Security is not just about tools; it’s about people and processes. Exercises reveal the gaps in your documentation, your on-call runbooks, and your team’s understanding. They turn theoretical knowledge into practical skill.

Practical

  • Tabletop Exercise: Gather the team and walk through the scenario on a whiteboard. “We just got an alert that fast-DataFrame has a critical vulnerability. Our SBOM says we are not affected. How do we verify this? Who do we call? What’s the process to patch and redeploy?”
  • Live Red Team Drill: Create a benign but “malicious” version of a library (e.g., one that just writes a log message to /tmp/pwned.txt).
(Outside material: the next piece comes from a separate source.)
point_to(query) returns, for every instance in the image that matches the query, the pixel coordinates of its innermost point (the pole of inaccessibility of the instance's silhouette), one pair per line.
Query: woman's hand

Challenge a developer to get this library into a staging environment without being detected by the automated systems.
  • Threat Model Your Pipeline: Use a framework like STRIDE to formally model your build pipeline. This helps you think like an attacker and identify weak spots (e.g., “What if someone could tamper with the SBOM before it’s uploaded?”).

Tools/Techniques

  • CI/CD for Attack Simulation: You can use your own GitHub Actions or Jenkins pipeline to codify the red team drill. A separate workflow can be built to simulate the attack steps.
  • Chaos Engineering: While typically used for resilience, chaos engineering principles can be adapted. Use a tool like LitmusChaos to inject a “fault” where a container image is replaced with a slightly altered one to see if your detection mechanisms fire.

Metrics/Signal

  • Time To Detect (TTD): In a drill, how long did it take from the moment the tampered artifact was deployed until the first alert was raised?
  • Time To Remediate (TTR): How long did it take the team to identify the malicious component, block it, and deploy a safe version?
  • Number of process gaps or tool misconfigurations discovered during the exercise. These become action items for the next sprint.